Mañana martes 12 de abril, Gregorio Luri en Sevilla presentará su libro sobre Platón



Mañana martes, 12 de abril, Gregorio Luri presentará en Sevilla, su vocabulario de Platón.

Se trata de un libro imprescindible, del que ya se prepara su edición al búlgaro.

El acto tendrá lugar a las 19'30 horas en el salón de actos del IES Murillo de Sevilla (zona Nervión).

Los que aún no dispongan de la obra podrán adquirirla en el acto.

El catedrático Paco Socas, hará de maestro de ceremonias en dicha presentación.

Escuchar a Gregorio Luri es aprender. Quedan todos invitados.



miércoles, 7 de octubre de 2009

Broza



Todos podemos hacer lo que queramos. Todos. Ocurre que unos son capaces de hacerlo de una forma y otros de otra. Y al final siempre buscamos lo mismo y encontramos lo mismo, el vacío.

Así lo que desees lo consigues, de una forma siempre incierta. Es el principio de todas las cosas: la broza.

Todos tenemos un destino especial. Pero no servimos para nada. Nuestros actos son inútiles.

El origen de las depresiones es la broza. El origen de nuestra alegría es la broza.

Todo se acaba. Nada permanece. Ni siquiera aquello que es el principio, la broza.


viernes, 18 de septiembre de 2009

Existencialis



Tener una crisis es algo fuerte y grande. La provoca el estrés, el desengaño, la falta de paciencia, las cosas mal hechas, los desconciertos, la agonía.

Tener una crisis suele estar acompañado de un momento de rabia donde cuentas y cuentas y los números nunca se acaban.

A veces, en no muchas situaciones, esa crisis afecta a más de un campo de tu vida: profesional, familiar, ocio. Entonces hemos tocado fondo.

Y tocar fondo significa encontrar una ficción a la que puedes engañar. La llamas bonita, guapa, barata. Pero te agita, te corrompe, manifiesta un desconsuelo, y el nudo marinero que se forma, aprisiona momentos y virtudes.

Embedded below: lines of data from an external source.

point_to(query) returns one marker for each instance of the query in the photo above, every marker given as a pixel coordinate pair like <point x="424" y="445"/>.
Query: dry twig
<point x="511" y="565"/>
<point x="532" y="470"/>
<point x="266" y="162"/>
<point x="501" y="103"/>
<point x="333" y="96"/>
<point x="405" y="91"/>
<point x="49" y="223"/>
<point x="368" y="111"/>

Dejemos la pasión para el buen rato. Ahora toca sufrir, pero no cambies. Yo no voy a llorar, nunca lo olvides. Quiero reír entonces, y lo prudente aquí es vivir, pero vivir a nuestra manera, que no es otra cosa que tener una crisis.


miércoles, 16 de septiembre de 2009

La doble verdad



Dicen que un acierto no es más que una impertinencia. Pero también dicen que todos tenemos un doble en otra parte de nuestro mundo.

Una vez conocí a la doble de una amiga en otro país muy lejano. Físicamente eran iguales, pero no tenían nada en común.

Nadie me ha dicho que existe otro igual que yo, aunque tengo la certeza que estará en otro lugar.

Siempre he tenido la curiosidad, y observo por si un día me lo encuentro y mantenemos una conversación. Profunda o no, debe ser algo inaudito, atroz, algo casi mágico. Hablas contigo mismo, y hasta puedes tocarte.

Esto que digo se contradice con la teoría del doble aspecto de Spinoza, pero no lo hace con la teoría de la doble verdad. Todo es cierto, todo es impertinencia.


martes, 8 de septiembre de 2009

Ser y destrucción



Nunca entenderé porqué Parménides opinaba y escribía que la guerra era el arte de destruir. Siempre pensé que la destrucción era sinónimo de horror, pero para el griego era arte.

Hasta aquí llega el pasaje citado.